Sie selbst äußerten sich so.
Gewiss.
Als Alfred Kantorowicz der DDR den Rücken kehrte und Sie in London aufsuchte ...
Das war schlimm. Also wirklich, das war ganz schlimm.
Ich hab' mir die Sache von Kantorowicz erzählen lassen und vorhin auch Ihre Frau danach gefragt. Jetzt hätte ich's gern noch von Ihnen gewusst.
Das war schlimm. Nein, also wirklich schlimm.
Es gab einen Heidenkrach?
Also darüber kann ich jetzt nicht sprechen.
Mit Ernst Bloch sind Sie, nach seinem Weggang aus der DDR, auch in London zusammengetroffen?
Das war auch schlimm, wirklich ganz schlimm.
Wenn ich resümieren darf: wenn ein früher abgefallener Kommunist einem später abgefallenen begegnet, ist es immer schlimm, besonders wenn der früher abgefallene Arthur Koestler heißt.
Ich werde auch beschimpft. Sartre nennt mich einen Kalten Krieger und amerikanischen Agenten. Simone de Beauvoir nennt mich ähnlich, obwohl –...
Obwohl Simone de Beauvoir ihren Arthur Koestler besser kennen müsste?
Ach, diese alten Geschichten!
Rowohlt bringt die Beauvoir bei uns heraus. Stimmen die Bettszenen wenigstens?
Das sind doch alles ganz alte Geschichten …
Aber Sie waren doch zusammen, Sie und die Beauvoir?
So eine Frau muss eben alles in Romanform schreiben. Bald ist's Sartre, bald Algren, bald Koestler. Da geht jede Liebe durch die Schreibmaschine…

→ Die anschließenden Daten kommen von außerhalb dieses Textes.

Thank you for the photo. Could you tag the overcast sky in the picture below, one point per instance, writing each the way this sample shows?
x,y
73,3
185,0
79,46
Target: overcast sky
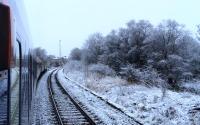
x,y
72,21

Am Ende des Gesprächs, aus dem ich eine Passage zitiere und das am 21.6.1966 im Münchner Hotel Bayerischer Hof stattfand, monierte Koestler die ewige deutsche Kleinkrämerei und warnte vor dem drohenden Ende der Menschheit durch Selbstvernichtung. Loests neu aufgekochter Antimarxismus zählt zu den kulturellen Verspätungen. Auf den Klassiker der antistalinschen Literatur kann er sich nicht berufen. Bei aller Kampfeslust und mit seiner Freude an der Polemik auch gegen Kollegen war Koestler kein Hinterherhinkefuß, sondern stets der exemplarische, bahnbrechende Differenzdenker einer Moderne, die das Engagement noch zu personifizieren wagte, wenn es der Erkenntnis entsprach.
PS: Letzten Montag stand Frank Schirrmachers Ego schon als Nr. 1 auf der Spiegel-Bestseller-Liste. Wir sagten es voraus: Der Kapitalismus vernichtet außer den sozialen auch die intellektuellen Fähigkeiten. Seit gestern ist klar, die FAZ schluckt den Rest der schon lange fallierenden Frankfurter Rundschau. Karl Gerold, alter Streit- und Kampfgenosse, wie rotiert sich's im Grabe? Von 1961 bis zur deutschen Einheit 1990 war uns die FR ein Stücklein Ersatzheimat. Danach wurde sie kriegs- und kaltkriegsdienstlich. Der kleine Linksschwenk im FAZ-Feuilleton – ist er vor allem Übernahmetaktik? Die Zeitung ist der Zeitung Wolf. Die sogenannten demokratischen Pluralisten haben einander zum Fressen gern.